Bien qu’ils fussent tous les deux cardiologues ils durent s’organiser dans leur tête afin de savoir ce qu’il convenait de faire. Keiko appela le 15 et les deux hommes commencèrent un massage cardiaque externe.
Point n’est besoin de dire que le dîner s’annula de lui-même, qu’il ne fut pas reprogrammé et que Sibylle de Faucon fut hospitalisée  contre toute logique dans le service des deux médecins.

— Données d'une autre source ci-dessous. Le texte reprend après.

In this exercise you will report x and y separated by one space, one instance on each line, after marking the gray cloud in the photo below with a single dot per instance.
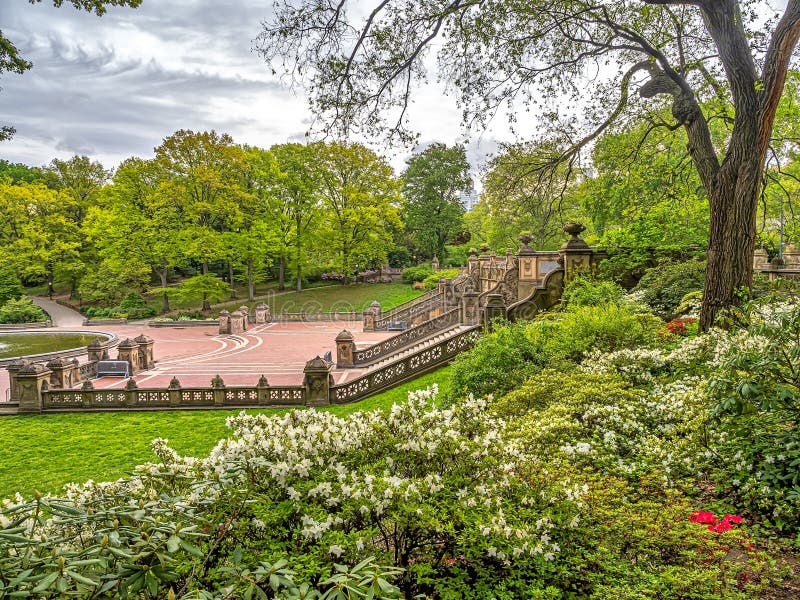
115 86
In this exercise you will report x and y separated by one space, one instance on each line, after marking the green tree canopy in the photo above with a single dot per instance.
362 67
432 184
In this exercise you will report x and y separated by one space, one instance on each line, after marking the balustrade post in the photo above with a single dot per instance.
174 391
131 391
345 349
31 382
318 382
224 322
219 390
263 390
495 308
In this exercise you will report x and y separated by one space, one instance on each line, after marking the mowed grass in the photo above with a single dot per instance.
338 298
44 452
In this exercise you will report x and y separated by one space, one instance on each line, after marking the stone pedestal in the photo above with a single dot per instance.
218 386
145 343
495 309
224 322
576 253
97 350
237 322
371 315
31 381
13 369
469 308
262 314
317 382
63 374
129 350
345 349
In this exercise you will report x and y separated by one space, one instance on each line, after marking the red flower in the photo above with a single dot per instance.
735 519
703 517
720 527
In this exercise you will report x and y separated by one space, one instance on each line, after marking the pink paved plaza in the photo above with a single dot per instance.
194 355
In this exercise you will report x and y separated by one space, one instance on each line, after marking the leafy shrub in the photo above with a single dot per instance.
599 328
588 291
417 274
500 361
10 286
432 280
666 285
21 310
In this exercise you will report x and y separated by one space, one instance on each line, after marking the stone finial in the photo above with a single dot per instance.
32 368
345 336
574 243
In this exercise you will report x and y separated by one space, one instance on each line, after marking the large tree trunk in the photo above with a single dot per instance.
731 240
251 288
162 273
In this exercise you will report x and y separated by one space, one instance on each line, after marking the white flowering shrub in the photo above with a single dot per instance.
439 493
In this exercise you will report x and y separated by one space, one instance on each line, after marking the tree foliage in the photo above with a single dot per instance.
656 54
432 183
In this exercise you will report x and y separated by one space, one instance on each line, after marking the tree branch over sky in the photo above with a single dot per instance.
12 61
560 55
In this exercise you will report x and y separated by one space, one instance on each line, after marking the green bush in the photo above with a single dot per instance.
432 280
586 290
10 286
21 310
499 362
417 274
665 286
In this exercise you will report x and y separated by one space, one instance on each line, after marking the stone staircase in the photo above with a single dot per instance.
433 340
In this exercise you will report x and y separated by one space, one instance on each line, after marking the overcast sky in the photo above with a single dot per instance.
115 86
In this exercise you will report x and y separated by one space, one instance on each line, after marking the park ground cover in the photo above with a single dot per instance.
45 452
596 452
338 298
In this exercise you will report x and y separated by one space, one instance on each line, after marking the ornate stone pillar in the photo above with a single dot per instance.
575 252
219 390
129 350
62 374
469 307
318 382
371 315
31 382
224 322
13 369
97 351
262 314
345 349
495 308
145 344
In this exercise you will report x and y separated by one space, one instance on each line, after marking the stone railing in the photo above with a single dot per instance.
412 309
288 317
408 367
16 326
406 338
172 397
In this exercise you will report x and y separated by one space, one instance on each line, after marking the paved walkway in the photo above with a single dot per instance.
60 315
196 354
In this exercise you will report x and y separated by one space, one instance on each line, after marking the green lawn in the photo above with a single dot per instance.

Sibylle reprit assez rapidement connaissance, l’ECG était normal ainsi que toutes les constantes sanguines, il s’agissait d’un simple malaise vagal. « Il faudra remettre cela. » dit Daniel Levy.
On ne remit jamais cela. 
Keiko attendait son ami avec impatience mais surtout avec anxiété. Il l’avait prévenue par téléphone que « tout allait bien ». Non qu’elle fût inquiète sur l’état de santé de Sibylle mais par ce qu’elle allait bien pouvoir raconter à Daniel.
Quand Sibylle était entrée dans la cuisine et alors que Keiko lui parlait japonais avec un accent tokyoïte irréprochable, elle se demanda comment elle pourrait longtemps lui cacher que son propre japonais était exécrable, que son accent nippon était horrible et qu’elle n’avait jamais fini sa licence de langue pour cette raison. Elle dit deux ou trois mots dans la langue de Keiko et, en constatant l'étonnement incrédule sur le visage de la Japonaise, elle se résolut à faire un malaise.

Quand Daniel Levy revint chez lui, Keiko avait un air bizarre.
« Qu’est-ce qui se passe ? demanda Levy
- Comment va-t-elle ?
- Je crois qu’elle va s’en sortir.
- Tant mieux.
- En revanche, il est nécessaire de lui faire des examens pour savoir de quoi il retourne.
- J’ai ma petite idée. »
Keiko lui raconta l'affaire.
Levy lui demanda comment elle avait fait pour devenir un médecin aussi assuré de son diagnostic. 

Ils se regardèrent tous les deux en pensant à la même chose mais ils convinrent qu’ils ne diraient rien.
Daniel Levy était désormais certain qu’un poste de professeur l’attendait.